Renewable energy and carbon credits have also been of interest to token issuers. The Australian firm PowerLedger has developed a platform for trading renewable energy between providers, enterprises, and individuals. As part of its offering, it allows the trading of energy-backed tokens that can be redeemed for energy or fiat currencies.
KlimaDAO is a decentralized autonomous organization that aims to protect the environment via its KLIMA token, which is backed by carbon credits. KLIMA holders can stake the token in return for incentives. The aim is to gamify the carbon economy by incentivizing people to reduce their carbon consumption via KLIMA.
Diamonds are not traditionally considered a commodity due to a lack of uniformity among gems and a consequent lack of standardization in valuation systems and methodologies. However, Diamond Standard is a blockchain initiative that aims to standardize and commoditize the diamond industry through diamond-backed tokens. It uses physical coins embedded with a quantity of diamonds corresponding to a fixed value, which are recorded and tokenized on the Ethereum blockchain.
From an investment perspective, holding commodity-backed tokens is likely to come with very similar risks as holding the commodity itself. However, asset-backed tokens also share many of the same risks as fiat-backed stablecoins – a fact that is especially pertinent considering that the two biggest gold-backed tokens are issued by two of the largest stablecoin issuers, Paxos and Tether.
Any commodity-backed stablecoin comes with a degree of reserve risk. Investor due diligence should be carried out to determine how the reserves are stored and managed, and to ensure there are independent attestations as to the integrity of reserves. Commodity-backed tokens should always be backed one-to-one by the reserve asset.
Paxos issues regular reports from WithumSmith+Brown, an independent third-party accounting firm, which attests to the quantity of gold held in the Paxos Gold reserves. Tether’s XAUt reserves are audited by BDO.

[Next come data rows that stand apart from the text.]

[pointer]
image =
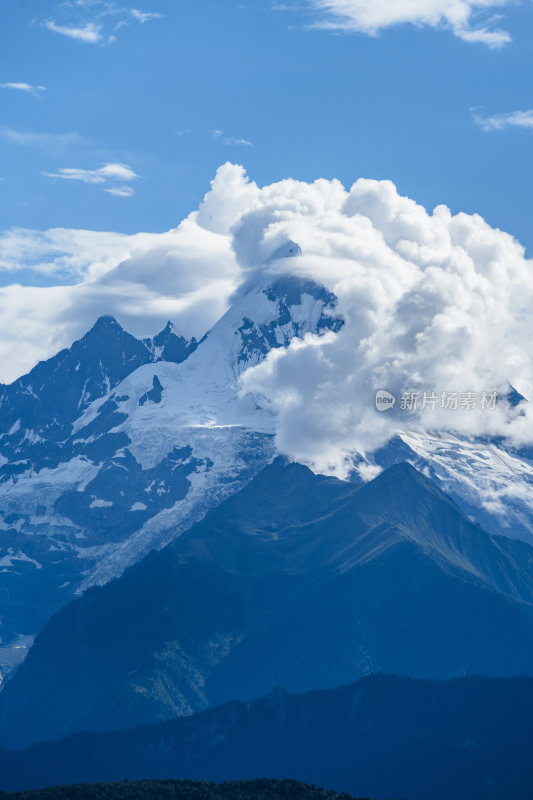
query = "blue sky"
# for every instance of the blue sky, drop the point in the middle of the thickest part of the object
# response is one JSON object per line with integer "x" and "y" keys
{"x": 286, "y": 98}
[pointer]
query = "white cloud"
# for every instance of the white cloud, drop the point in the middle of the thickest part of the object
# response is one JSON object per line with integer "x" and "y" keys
{"x": 186, "y": 274}
{"x": 120, "y": 191}
{"x": 145, "y": 16}
{"x": 372, "y": 16}
{"x": 24, "y": 87}
{"x": 93, "y": 21}
{"x": 52, "y": 143}
{"x": 90, "y": 33}
{"x": 497, "y": 122}
{"x": 230, "y": 141}
{"x": 113, "y": 173}
{"x": 431, "y": 302}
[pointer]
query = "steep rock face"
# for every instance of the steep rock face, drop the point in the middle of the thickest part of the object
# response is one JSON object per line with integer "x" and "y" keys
{"x": 297, "y": 580}
{"x": 117, "y": 445}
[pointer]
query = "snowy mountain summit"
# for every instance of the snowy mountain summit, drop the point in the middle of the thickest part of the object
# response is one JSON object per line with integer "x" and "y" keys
{"x": 116, "y": 445}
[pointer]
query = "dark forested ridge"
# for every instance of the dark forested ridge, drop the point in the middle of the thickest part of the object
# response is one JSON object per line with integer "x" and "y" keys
{"x": 181, "y": 790}
{"x": 383, "y": 737}
{"x": 299, "y": 581}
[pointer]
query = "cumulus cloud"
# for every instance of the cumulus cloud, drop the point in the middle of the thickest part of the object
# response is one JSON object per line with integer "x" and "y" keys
{"x": 372, "y": 16}
{"x": 432, "y": 302}
{"x": 497, "y": 122}
{"x": 186, "y": 274}
{"x": 145, "y": 16}
{"x": 112, "y": 173}
{"x": 24, "y": 87}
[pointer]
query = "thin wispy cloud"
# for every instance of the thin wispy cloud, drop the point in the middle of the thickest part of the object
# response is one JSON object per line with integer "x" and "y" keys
{"x": 96, "y": 21}
{"x": 52, "y": 143}
{"x": 113, "y": 177}
{"x": 145, "y": 16}
{"x": 464, "y": 18}
{"x": 120, "y": 191}
{"x": 90, "y": 33}
{"x": 498, "y": 122}
{"x": 36, "y": 91}
{"x": 230, "y": 141}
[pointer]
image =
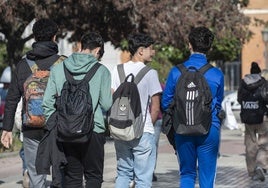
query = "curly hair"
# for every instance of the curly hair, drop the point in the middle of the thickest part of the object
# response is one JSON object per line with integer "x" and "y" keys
{"x": 138, "y": 40}
{"x": 44, "y": 29}
{"x": 201, "y": 39}
{"x": 91, "y": 41}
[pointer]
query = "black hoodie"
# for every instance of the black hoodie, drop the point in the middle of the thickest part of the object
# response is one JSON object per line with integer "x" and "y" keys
{"x": 44, "y": 53}
{"x": 253, "y": 106}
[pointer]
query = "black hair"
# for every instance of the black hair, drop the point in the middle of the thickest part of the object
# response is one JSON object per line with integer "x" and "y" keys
{"x": 44, "y": 29}
{"x": 138, "y": 40}
{"x": 91, "y": 41}
{"x": 255, "y": 69}
{"x": 201, "y": 39}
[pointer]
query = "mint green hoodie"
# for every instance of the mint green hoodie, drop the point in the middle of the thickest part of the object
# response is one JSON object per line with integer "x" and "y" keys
{"x": 100, "y": 86}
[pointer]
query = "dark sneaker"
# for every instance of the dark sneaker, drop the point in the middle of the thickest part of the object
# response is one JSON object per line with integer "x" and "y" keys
{"x": 26, "y": 179}
{"x": 259, "y": 174}
{"x": 154, "y": 177}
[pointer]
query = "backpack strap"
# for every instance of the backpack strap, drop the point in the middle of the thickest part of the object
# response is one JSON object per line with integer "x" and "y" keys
{"x": 33, "y": 66}
{"x": 181, "y": 68}
{"x": 205, "y": 68}
{"x": 87, "y": 77}
{"x": 121, "y": 72}
{"x": 141, "y": 74}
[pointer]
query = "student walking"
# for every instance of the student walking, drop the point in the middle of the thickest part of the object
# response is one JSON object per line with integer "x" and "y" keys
{"x": 136, "y": 158}
{"x": 202, "y": 150}
{"x": 253, "y": 108}
{"x": 44, "y": 54}
{"x": 85, "y": 159}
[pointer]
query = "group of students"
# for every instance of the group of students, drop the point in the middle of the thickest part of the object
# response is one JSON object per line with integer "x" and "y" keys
{"x": 135, "y": 158}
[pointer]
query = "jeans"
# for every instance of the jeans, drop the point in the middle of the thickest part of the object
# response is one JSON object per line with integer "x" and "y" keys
{"x": 157, "y": 132}
{"x": 201, "y": 151}
{"x": 85, "y": 159}
{"x": 136, "y": 157}
{"x": 30, "y": 150}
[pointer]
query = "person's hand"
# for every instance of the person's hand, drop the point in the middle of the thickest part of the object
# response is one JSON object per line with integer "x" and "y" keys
{"x": 6, "y": 138}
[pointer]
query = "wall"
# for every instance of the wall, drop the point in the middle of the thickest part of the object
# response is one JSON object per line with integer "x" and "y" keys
{"x": 254, "y": 49}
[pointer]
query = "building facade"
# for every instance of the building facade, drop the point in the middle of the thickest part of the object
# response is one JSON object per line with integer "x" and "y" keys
{"x": 254, "y": 50}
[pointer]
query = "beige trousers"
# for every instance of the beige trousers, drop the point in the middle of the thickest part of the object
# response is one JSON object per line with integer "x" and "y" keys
{"x": 256, "y": 142}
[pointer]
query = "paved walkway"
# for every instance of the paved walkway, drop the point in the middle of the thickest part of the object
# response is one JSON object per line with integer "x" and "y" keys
{"x": 231, "y": 166}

While proof of reserves offers some guarantee that the issuing company is solvent, there may still be a degree of risk that the issuer could go out of business. Investors should also seek legal reassurance that they would have a valid claim on the underlying reserves in the event of any financial dispute affecting the issuer. Counterparty risk should also be considered to be a part of due diligence.
Regulatory and compliance risk
Commodity-backed tokens are likely to fall under the provisions of the EU’s upcoming “Markets in Crypto Assets” regulation (MiCA), which has a provision for asset-referenced tokens. Therefore, it is possible that commodity-backed stablecoins could be outlawed or heavily regulated in the future.
However, given their relative market size compared to fiat-backed stablecoins, they are unlikely to be a primary target for regulators. Furthermore, commodity-backed assets that seek to coordinate market participants to achieve collective goals, such as reducing carbon emissions, could act as a balancing force against excessive regulation.
Given the relatively new and often experimental nature of these products, comprehensive due diligence to adequately assess AML, reserve, and counterparty risk will be paramount.